Вот автор садится на скамейку напротив довольного мужчины в годах. Чему он улыбается? О чем сейчас вспоминает? А вот рядом присела хмурая двадцатиоднолетняя девчонка. Что происходит в ее голове? О ком она в данную минуту фантазирует? Локус очерчен: обычные люди едут либо из дома на работу, либо наоборот. Работа, повторимся, самая обычная, однако додумать можно многое. Персонаж новеллы «Билет», придя утром на работу, узнает о внезапной смерти коллеги. «Новость его не поразила. Он мало знал Николая Анатольевича, хотя и просидели в одном кабинете семь лет». Принципиально другая история со схожей подводкой – «Прощание»: девушка вынуждена ехать на похороны нелюбимого начальника. Оба рассказа держатся на мыслях главных героев о своих покойных коллегах. И там, и там оказывается, что личности ушедших были для них загадками, которые даже не хотелось разгадывать, пусть в них и имелась скрытая глубина. Один маленький человек не интересовался жизнью другого маленького человека. Подобное безразличие к ближнему нередко встречается в нашем обществе. Знаете ли вы, как дела в школе у ребенка вашего начальника? Интересуетесь ли здоровьем родителей товарища по работе, сидящего за соседним столом?

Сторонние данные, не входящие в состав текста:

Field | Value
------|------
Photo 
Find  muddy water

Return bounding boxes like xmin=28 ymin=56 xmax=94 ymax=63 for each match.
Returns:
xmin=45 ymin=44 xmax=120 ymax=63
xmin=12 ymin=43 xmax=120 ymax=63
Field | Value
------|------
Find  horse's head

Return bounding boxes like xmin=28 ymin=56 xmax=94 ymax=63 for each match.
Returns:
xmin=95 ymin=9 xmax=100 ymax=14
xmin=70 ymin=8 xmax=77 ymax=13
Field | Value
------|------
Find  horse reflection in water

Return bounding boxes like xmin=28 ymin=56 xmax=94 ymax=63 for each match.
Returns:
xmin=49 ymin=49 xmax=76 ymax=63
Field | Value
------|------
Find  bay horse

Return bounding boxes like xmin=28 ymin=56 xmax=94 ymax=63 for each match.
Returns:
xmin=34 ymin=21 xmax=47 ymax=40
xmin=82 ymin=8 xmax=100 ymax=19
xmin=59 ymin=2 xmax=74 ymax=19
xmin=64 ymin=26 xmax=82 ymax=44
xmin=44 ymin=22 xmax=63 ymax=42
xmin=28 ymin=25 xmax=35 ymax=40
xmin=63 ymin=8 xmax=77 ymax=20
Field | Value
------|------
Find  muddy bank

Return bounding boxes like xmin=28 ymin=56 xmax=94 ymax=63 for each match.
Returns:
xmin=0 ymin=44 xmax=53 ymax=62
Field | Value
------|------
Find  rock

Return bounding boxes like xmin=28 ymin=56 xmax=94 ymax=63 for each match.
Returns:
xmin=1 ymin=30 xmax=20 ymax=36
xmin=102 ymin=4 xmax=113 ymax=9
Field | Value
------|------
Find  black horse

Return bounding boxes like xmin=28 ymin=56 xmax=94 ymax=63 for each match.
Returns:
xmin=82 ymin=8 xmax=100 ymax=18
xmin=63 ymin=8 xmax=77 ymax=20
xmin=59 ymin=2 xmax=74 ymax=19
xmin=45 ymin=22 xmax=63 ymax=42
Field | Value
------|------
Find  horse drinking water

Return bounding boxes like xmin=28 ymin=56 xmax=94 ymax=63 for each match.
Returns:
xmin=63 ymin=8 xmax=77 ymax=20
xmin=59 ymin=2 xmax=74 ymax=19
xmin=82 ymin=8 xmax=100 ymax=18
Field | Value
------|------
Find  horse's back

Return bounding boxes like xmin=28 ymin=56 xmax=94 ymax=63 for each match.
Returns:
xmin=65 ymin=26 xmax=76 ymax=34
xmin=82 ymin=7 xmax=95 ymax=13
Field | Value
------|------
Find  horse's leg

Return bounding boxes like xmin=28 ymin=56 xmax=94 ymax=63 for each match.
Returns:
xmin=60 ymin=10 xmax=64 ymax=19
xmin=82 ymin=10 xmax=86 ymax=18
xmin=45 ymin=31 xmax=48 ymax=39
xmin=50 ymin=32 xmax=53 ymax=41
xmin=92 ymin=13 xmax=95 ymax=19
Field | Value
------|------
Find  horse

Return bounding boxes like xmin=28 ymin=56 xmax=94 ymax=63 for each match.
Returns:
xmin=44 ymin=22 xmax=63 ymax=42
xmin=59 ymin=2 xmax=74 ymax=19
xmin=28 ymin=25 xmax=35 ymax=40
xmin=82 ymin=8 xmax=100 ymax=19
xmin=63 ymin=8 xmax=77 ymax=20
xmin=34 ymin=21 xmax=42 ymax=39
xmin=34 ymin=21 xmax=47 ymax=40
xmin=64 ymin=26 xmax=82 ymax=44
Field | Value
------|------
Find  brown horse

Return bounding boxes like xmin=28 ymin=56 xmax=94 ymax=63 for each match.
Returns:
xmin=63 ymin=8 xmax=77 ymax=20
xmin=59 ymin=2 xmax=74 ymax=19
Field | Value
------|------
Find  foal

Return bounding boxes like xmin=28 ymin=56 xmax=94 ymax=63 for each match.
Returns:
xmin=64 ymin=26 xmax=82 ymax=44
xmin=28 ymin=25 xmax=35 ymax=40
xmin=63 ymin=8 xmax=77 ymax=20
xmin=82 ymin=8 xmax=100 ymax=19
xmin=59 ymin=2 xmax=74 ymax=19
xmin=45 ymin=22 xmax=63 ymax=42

Очень часто все это нам просто не нужно – своих проблем хватает. По-настоящему сплачивают людей, к несчастью, лишь большие трагедии. Когда случился теракт в петербургском метро, таксисты предлагали бесплатно довезти застрявших в центре города людей в любое место Питера, а управляющие некоторых кафе, прилегающих к месту трагедии, бесплатно предлагали чай и кофе. Но почему большое внимание маленького человека к маленькому человеку проявляется лишь в такие моменты? Почему мы в повседневной жизни редко слышим истории, когда таксист бесплатно соглашался подвезти одинокую бабушку от больницы до дома, а управляющий кафе бесплатно бы поил чаем замерзшего бедного студента? Морализаторством Елена Долгопят не занимается, никак не оценивая поступки своих героев, однако читателя они наводят на размышления.

Размышления эти чаще всего психологического и бытового характера. Понятные каждому из нас – каждому, кто просыпается утром в обычной квартире и едет на обычную работу. И не зря герой или героиня большинства рассказов – «я». Первое лицо – одновременно и автор, и герой-рассказчик, и рядовой читатель, примеряющий на себя шинель с чужого плеча – подходит тютелька в тютельку! Возьмем суетливого организатора кинопремьеры из новеллы «Премьерный показ»: каждый из нас точно так же переживает перед предстоящим большим событием.

Или посмотрим на героиню рассказа «Отпуск»: признаваться в том, что свободные от работы дни мы скучнейшим образом провели дома, никому не захочется – лучше выдумать красивое дальнее путешествие, чтобы все восхищались и завидовали. Обратимся к персонажам новеллы «Города» и еще одному присущему для обычных людей желанию – ближе к пенсии перебраться в какой-нибудь тихий и уютный городок, чтобы спокойно встретить старость…

Почти всегда названия сборникам прозы или поэзии дает самое яркое произведение книги. В случае с книгой Елены Долгопят выделить что-то одно сложно: все художественные тексты по-своему хороши – и большая повесть «Кровь», растянувшаяся на несколько десятков страниц, и коротенькие миниатюры, проглатываемые всего за пять минут. И в них – чужая и своя жизнь, ежедневная и понятная простому человеку: «Дом», «Работа», «Отпуск»… А все вместе – «Родина» – родная страна. Страна маленьких радостей и маленьких тревог обычных людей – нас с вами.